Dan Cadman | CIS
A senior federal judge in the Eastern District of New York (which encompasses New York City) has laid out the basis by which “judicial recommendations against deportation” (JRADs) will be issued. He did so via an opinion and order in a criminal case for which he was presiding judge.
Everything about the order — its context, the crime, the defendant, even its content — is strange, not to say skewed. It’s the judicial equivalent of staring at an M.C. Escher print and trying to figure out of which side is up.
First, let’s note that JRADs no longer exist in the law — Congress repealed that provision of the Immigration and Nationality Act 25 years ago (see Section 505 of the Immigration Act of 1990). Before repeal, a JRAD was binding on immigration authorities, including immigration judges, although it could not be used for certain offenses or where the sentence exceeded a year of imprisonment.

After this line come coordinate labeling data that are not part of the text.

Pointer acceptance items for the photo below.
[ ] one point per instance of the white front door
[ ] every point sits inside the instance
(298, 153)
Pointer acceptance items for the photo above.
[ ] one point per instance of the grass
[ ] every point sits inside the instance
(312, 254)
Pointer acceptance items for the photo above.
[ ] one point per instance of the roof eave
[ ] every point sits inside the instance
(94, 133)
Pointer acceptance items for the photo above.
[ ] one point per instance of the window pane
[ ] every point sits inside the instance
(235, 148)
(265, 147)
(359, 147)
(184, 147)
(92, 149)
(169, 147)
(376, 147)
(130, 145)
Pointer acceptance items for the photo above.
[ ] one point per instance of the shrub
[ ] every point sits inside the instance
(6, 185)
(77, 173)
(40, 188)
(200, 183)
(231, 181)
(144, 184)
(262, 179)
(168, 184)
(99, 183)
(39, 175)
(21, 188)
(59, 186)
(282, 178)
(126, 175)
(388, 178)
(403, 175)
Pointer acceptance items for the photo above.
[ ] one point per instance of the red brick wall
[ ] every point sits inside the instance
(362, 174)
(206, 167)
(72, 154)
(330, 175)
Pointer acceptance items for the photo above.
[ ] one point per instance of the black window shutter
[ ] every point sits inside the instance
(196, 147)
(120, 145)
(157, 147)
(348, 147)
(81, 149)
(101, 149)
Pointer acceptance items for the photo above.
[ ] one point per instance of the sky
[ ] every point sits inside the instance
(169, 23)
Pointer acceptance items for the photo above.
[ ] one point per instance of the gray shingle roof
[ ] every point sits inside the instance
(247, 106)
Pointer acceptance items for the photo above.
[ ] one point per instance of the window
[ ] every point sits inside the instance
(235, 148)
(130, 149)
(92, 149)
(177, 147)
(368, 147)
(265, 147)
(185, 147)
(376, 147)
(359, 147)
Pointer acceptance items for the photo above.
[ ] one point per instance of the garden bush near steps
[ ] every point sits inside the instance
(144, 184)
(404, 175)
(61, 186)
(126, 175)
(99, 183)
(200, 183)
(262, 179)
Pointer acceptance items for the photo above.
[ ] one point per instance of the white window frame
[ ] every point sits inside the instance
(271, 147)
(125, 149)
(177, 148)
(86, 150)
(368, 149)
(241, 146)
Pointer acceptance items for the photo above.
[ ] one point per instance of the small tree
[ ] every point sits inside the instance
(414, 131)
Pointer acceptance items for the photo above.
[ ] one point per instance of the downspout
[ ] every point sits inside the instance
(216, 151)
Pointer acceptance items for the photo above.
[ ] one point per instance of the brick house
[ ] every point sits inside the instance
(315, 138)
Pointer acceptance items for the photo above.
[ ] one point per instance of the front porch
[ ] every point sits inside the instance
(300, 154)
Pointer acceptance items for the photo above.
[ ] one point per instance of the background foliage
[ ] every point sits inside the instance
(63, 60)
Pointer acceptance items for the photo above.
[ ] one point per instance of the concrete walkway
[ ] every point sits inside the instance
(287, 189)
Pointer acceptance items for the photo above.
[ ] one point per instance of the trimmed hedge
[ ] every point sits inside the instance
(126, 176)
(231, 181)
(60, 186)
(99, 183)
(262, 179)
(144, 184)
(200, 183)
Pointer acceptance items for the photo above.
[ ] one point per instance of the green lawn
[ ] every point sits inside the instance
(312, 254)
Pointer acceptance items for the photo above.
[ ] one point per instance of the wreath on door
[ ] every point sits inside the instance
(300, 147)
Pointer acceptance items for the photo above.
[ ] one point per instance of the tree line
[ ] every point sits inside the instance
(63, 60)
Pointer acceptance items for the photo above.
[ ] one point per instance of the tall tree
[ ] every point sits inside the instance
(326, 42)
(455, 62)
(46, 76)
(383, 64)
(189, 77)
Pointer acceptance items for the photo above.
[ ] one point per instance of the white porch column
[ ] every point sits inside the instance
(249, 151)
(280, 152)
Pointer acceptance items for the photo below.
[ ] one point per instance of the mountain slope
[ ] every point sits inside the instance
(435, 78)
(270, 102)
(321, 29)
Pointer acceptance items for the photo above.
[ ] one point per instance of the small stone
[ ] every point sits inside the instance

Next let’s note that JRADs were primarily used in cases involving resident aliens in which mitigating factors existed; the JRAD acted to bar deportation and thus left the alien’s legal ability to remain in the United States intact. The defendant in this case is an illegal alien. Given that the statutory basis for JRADs no longer exists, and that the defendant is otherwise deportable for lack of status, it can (or at least should) have no legal basis for preventing removal.
Third, let us observe that the crime for which the defendant was convicted — trafficking in fraudulent passports under 18 U.S.C. Section 1543 — is a particularly serious offense (and ironic, given the subject’s own illegal status). The judge tells us that the government recorded eight separate instances of the subject engaging in the offense, although at another point in the opinion, the judge suggests that the defendant’s crimes were “arguably induced by [an] informant”. If so, this would be entrapment. If the judge suspected entrapment, one wonders why he didn’t explore it further by holding hearings to get to the bottom of the matter. After all, it would have been a basis to dismiss the charge entirely, and to raise so serious a question in such a by-the-way fashion is dismaying.
Why, then, did the judge choose to issue what is, legally, a non-binding judicial recommendation against deportation for an illegal alien who would be removable even without the conviction simply by virture of his lack of status? He tells us that it is because the defendant’s children are U.S. citizens, having been born in the United States during his and his wife’s illegal sojourn, and he had no wish to cause “dissolution” of the family and trauma to the children if separated. The evidence of trauma the judge cites in his order comes from individuals and groups with a decided bias against deportation.
If ever there were an “Exhibit A” for reversing the present course of assuming birthright citizenship for anyone born in the United States, this case is it. It’s not that I have no sympathy for the children; but it is well to remember that they are, in fact, dual citizens: Because both of their parents are Mexican citizens, so are they. Dual citizenship is a notion I don’t usually have any patience with, but it is particularly relevant in this instance.
There is no reason to speak of family dissolution when it is clear that the parents have the choice of doing what most caring parents would do: Take their children along and make a life for themselves in their homeland if the husband is removed for his crimes. It is not as if that cannot be done — more than 120 million other Mexicans do it daily. It is elitism in the extreme to presuppose that the only decent or purposeful life to be lived is one in the United States. Roughly 96 percent of the world’s peoples live elsewhere.
I find myself pondering how many times a United States citizen has stood before the judge under the federal three-strikes law — say for the third in a series of drug offenses — that is going to require an inordinately long sentence to prison. One wonders if the judge in those cases spent much time thinking about the impending lengthy separation of those man from their children, and the trauma inflicted on the family. Or does he square his shoulders and say that there is often a heavy a price to be paid for criminal misconduct, and sometimes part of the price is paid by innocent family members of the offender?
It seems to me that the judge has almost certainly exercised a double standard here and bent over backward for an illegal alien criminal in ways he probably doesn’t ever consider for native-born citizen criminals who stand before the bar in his court.
He has also carried judicial activism to an extreme — something akin to a judicial branch equivalent of the administration’s “executive actions” on immigration. He is attempting to forge a path via a judicial recommendation against deportation where one no longer legislatively exists. And if this is the kind of misuse that JRADs were subjected to in the past, it is no surprise that Congress amended them out of the law.